Tevekkül ehliyiz hergiz bizim âmâlimiz yokdur
Müheyyâdır bizim’çün devlet isti’câlimiz yokdur
Nef’î
Müheyyâ : Hazır, teşne, eğilimli, râzı
Hergiz : Daima, her durumda
Âmâl : Emeller
İsti’câl : Acelesi olmak
[Biz Allah’a tevekkül etmişiz. Hâlimize râzı oluruz. Emeller beslemeyiz. Devlet makamları bizi arzular ve bizim için hazırdır ammâ, biz tenezzül etmeyiz.]
Dördüncü Murâd, Osmanlı tarihinin en seçkin sîmâlarından biridir şüphesiz. Son derece zor şartlarda tahta geçip, içeride ve dışarıda amansız düşmanlarla çetin mücadelelere girmiş; Bağdat ve Erivan zaferlerini kazanmış, böylelikle Osmanlı Devletinin yıkılışını iki asır kadar geciktirmiştir.
Dedesi Yavuz Sultan Selim’i hatırlatan çelik gibi bir irâde ile yönetim icrâ etmiş, ‘yırtıcı kuşun ömrü az olur’ derler; 30 yaş civarında âhirete gitmiştir.

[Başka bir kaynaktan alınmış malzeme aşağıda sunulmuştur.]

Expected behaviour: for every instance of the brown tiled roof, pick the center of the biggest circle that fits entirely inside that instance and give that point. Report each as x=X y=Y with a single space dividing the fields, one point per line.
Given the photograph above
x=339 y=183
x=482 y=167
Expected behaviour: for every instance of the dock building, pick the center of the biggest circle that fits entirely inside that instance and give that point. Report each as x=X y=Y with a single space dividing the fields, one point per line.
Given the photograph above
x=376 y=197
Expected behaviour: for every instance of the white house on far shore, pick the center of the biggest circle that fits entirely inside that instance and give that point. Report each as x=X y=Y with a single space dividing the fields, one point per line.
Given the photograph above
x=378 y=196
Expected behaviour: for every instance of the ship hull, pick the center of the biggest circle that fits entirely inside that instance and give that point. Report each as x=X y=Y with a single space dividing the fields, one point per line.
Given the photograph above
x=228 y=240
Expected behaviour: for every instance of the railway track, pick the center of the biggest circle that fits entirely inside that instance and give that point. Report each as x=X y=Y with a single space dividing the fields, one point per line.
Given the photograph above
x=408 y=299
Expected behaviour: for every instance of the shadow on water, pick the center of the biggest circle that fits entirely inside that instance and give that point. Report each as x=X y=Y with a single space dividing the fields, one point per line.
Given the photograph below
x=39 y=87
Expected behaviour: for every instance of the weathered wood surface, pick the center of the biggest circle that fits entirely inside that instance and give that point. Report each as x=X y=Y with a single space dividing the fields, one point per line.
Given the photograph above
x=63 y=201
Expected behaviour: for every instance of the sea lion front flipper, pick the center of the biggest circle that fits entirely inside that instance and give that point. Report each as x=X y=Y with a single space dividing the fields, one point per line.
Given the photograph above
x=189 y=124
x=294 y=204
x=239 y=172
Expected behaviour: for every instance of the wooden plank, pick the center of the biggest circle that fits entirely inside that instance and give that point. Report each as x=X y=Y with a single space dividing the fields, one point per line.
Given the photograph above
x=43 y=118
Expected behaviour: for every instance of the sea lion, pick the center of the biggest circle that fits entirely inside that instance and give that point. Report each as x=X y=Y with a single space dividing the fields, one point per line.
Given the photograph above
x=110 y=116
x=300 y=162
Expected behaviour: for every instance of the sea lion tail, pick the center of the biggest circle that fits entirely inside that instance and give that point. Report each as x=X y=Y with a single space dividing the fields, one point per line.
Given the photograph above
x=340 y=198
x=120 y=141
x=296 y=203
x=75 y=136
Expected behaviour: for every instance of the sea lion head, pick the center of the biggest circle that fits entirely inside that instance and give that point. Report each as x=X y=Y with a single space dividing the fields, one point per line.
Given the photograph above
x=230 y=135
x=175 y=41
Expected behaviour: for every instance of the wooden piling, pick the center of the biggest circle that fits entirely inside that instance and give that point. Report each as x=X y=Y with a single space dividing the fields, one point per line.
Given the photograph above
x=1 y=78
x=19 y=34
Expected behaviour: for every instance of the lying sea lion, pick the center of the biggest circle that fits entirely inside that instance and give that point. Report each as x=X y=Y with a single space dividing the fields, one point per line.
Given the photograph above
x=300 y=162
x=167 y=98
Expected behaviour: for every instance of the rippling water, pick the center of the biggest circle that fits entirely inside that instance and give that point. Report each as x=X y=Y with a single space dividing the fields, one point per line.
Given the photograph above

‘Gözünü budaktan esirgemeyen Dördüncü Murad’ın yanında sözünü dudaktan esirgemeyen’ büyük şair Nef’î günü gelmiş, sivri dili sebebiyle idam edilmiş ama diyeceğini hep diyegelmiştir.
Yukarıdaki beyt O’nun. Dördüncü Murad gibi bir devlet başkanının zamanında söylenen bu sözler, Padişâh’ın vereceği muhtemel bir görevi baştan reddetmek, ya da isteksizlik göstermek suretiyle aslında, Padişahın şahsına yönelik bir istiğnâ hâlidir. Günümüzde sıkça gördüğümüz tabasbus (yaltaklanma, çanak yalayıcılık) tavrı ile karşılaştırıldığında, aradaki fark insanı hayrete düşürmektedir.
Nitekim yine Nef’î der ki:
Görmedim Nef’î gibi bir rind-i âlî-meşrebi
Hem gedâ hem pâdişâh-ı kâm-kâra nâz eder
Rind : Babacan, dünyaya eğilimi olmayan, eğilip bükülmeyen
Âlî-meşreb : Yüce gönüllü
Gedâ : Son derece fakir, dilenci
Kâm-kâr : İstediğini yapma imkânına sahip olan
[Nef’î gibi yüce ganüllü, adam gibi adam da görmedim yani. Mâşâallah! Hem dilenci gibi fakîr, hem de cihan padişahına nazlanacak kadar tok gözlü.]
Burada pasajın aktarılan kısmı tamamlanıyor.